Personal information
- Full name: Ahillen Rajakumaran Beadle
- Born: 29 August 1986 (age 40) Bahrain
- Batting: Left-handed
- Bowling: Slow left-arm orthodox
- Role: All-rounder

Domestic team information
- 2015: Sydney Thunder (squad no. 29)

Career statistics
| Competition | T20 |
| Matches | 3 |
| Runs scored | 7 |
| Batting average | 7.00 |
| 100s/50s | 0/0 |
| Top score | 7 |
| Balls bowled | 48 |
| Wickets | 1 |
| Bowling average | 61.00 |
| 5 wickets in innings | 0 |
| 10 wickets in match | 0 |
| Best bowling | 1/39 |
| Catches/stumpings | 0/- |
- Source: ESPNcricinfo, 31 October 2017

= Ahillen Beadle =

Bahraini-Australian cricketer (b. 1986)

Ahillen Rajakumaran Beadle is a Bahraini-born Australian cricketer of Sri Lankan descent who has represented Australia and the Sydney Thunder.
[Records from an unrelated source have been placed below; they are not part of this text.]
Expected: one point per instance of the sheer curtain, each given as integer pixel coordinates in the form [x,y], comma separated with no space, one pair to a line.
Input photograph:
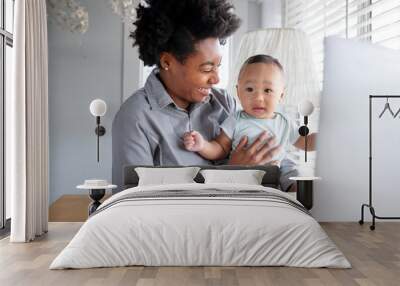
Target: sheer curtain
[27,124]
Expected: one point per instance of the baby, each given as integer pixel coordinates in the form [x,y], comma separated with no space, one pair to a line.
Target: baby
[260,89]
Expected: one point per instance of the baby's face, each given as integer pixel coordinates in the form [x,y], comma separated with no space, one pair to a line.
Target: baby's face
[260,88]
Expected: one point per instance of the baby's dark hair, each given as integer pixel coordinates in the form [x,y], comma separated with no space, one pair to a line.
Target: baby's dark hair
[261,58]
[175,26]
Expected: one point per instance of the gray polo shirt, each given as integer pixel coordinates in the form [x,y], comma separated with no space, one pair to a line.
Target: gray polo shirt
[148,128]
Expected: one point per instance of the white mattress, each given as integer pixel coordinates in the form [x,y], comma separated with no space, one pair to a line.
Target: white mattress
[181,231]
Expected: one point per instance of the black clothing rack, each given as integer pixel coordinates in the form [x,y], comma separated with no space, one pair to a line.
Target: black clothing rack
[369,205]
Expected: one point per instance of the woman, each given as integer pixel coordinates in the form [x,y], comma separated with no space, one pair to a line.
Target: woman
[183,39]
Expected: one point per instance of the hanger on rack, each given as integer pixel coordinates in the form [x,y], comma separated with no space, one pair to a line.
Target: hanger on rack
[387,107]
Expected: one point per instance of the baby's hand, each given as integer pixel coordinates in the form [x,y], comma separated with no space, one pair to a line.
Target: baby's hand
[193,141]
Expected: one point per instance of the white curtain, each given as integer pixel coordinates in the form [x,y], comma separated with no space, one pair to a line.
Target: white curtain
[27,123]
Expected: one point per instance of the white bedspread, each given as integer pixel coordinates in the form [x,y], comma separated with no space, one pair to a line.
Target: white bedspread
[189,230]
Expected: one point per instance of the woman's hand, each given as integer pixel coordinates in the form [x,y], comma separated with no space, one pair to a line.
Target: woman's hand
[193,141]
[262,150]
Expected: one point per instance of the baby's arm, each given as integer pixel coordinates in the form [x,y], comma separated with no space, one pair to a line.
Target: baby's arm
[301,142]
[216,149]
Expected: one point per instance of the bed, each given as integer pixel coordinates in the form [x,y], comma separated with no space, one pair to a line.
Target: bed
[201,224]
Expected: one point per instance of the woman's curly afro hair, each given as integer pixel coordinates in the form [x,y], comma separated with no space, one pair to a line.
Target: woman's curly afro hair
[175,26]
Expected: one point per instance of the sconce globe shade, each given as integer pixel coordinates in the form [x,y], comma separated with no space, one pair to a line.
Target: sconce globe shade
[98,107]
[306,108]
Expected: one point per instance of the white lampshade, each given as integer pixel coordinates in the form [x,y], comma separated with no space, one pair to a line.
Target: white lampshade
[306,107]
[98,107]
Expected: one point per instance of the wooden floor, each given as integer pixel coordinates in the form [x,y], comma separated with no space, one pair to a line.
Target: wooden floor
[375,257]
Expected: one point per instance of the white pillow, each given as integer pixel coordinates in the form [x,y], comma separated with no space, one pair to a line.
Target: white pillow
[249,177]
[163,176]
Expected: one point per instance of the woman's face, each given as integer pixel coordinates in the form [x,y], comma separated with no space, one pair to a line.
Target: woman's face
[191,81]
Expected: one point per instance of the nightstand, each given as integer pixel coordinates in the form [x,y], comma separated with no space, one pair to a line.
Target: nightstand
[97,190]
[304,192]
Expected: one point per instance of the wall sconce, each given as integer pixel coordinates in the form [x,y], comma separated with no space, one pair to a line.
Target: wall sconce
[305,109]
[98,108]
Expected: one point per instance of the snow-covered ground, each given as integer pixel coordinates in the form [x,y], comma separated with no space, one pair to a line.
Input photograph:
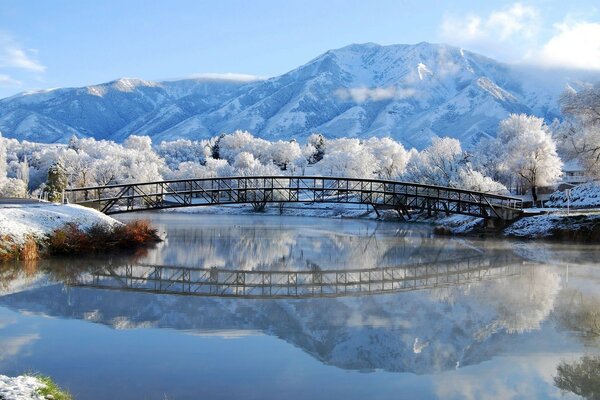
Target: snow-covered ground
[311,210]
[546,225]
[20,388]
[19,221]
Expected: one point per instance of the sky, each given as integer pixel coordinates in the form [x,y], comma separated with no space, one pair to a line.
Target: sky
[66,43]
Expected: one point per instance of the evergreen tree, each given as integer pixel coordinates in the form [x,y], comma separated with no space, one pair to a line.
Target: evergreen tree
[215,149]
[318,141]
[57,181]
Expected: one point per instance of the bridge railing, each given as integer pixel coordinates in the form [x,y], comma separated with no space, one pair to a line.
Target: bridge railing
[250,189]
[297,284]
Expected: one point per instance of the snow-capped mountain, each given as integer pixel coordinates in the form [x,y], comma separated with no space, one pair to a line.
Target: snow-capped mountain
[408,92]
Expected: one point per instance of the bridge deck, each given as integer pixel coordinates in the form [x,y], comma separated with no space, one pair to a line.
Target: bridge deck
[297,284]
[257,190]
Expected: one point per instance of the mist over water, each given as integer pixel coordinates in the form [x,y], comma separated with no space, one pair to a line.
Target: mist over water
[457,317]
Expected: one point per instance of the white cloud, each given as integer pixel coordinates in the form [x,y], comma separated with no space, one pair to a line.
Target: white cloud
[6,80]
[507,34]
[13,346]
[228,76]
[362,94]
[514,34]
[575,45]
[13,56]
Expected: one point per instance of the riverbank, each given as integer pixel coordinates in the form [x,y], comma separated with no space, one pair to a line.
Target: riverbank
[579,225]
[37,230]
[28,387]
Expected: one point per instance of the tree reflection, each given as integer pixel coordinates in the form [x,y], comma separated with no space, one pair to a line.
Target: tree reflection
[579,312]
[581,377]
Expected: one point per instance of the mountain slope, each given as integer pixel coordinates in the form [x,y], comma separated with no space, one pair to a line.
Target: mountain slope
[409,92]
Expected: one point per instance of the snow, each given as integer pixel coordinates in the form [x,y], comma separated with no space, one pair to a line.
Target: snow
[431,88]
[20,388]
[39,220]
[584,195]
[541,226]
[423,71]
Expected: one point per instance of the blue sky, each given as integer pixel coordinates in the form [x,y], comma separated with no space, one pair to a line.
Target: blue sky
[45,44]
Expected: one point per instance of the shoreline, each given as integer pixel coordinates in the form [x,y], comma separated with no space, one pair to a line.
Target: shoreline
[43,230]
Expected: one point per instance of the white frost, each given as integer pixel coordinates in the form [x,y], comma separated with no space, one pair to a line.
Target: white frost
[39,220]
[20,388]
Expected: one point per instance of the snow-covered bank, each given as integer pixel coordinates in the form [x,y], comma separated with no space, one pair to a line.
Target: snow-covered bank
[31,231]
[582,196]
[21,388]
[583,226]
[21,221]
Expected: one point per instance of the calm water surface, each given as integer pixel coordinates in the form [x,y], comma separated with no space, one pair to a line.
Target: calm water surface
[212,313]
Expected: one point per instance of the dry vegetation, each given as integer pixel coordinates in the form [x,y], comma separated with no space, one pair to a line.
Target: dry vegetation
[71,239]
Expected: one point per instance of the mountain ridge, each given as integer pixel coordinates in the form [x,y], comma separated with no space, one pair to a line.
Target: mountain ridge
[408,92]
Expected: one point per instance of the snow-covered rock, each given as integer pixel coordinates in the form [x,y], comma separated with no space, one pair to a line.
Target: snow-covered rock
[20,388]
[582,196]
[38,220]
[408,92]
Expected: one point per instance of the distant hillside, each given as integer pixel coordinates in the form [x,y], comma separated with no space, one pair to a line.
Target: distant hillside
[408,92]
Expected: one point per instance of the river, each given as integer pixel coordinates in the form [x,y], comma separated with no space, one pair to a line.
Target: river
[275,307]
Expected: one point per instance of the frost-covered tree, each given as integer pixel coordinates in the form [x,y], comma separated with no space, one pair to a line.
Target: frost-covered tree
[391,157]
[239,141]
[579,135]
[14,188]
[182,150]
[528,152]
[469,179]
[437,164]
[358,163]
[3,163]
[22,171]
[284,153]
[57,181]
[317,142]
[244,160]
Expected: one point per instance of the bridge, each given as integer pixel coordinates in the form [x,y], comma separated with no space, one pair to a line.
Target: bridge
[222,282]
[402,197]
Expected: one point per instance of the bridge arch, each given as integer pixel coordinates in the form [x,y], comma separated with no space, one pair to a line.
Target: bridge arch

He made his debut for the Sydney Thunder in the 2014–15 season and was a member of the Thunder's championship-winning squad in the 2015/16 season. He has also represented Australia at the Under-19 level in cricket.

He only has one kidney, due to an injury sustained while playing grade cricket. This cost him years of his career.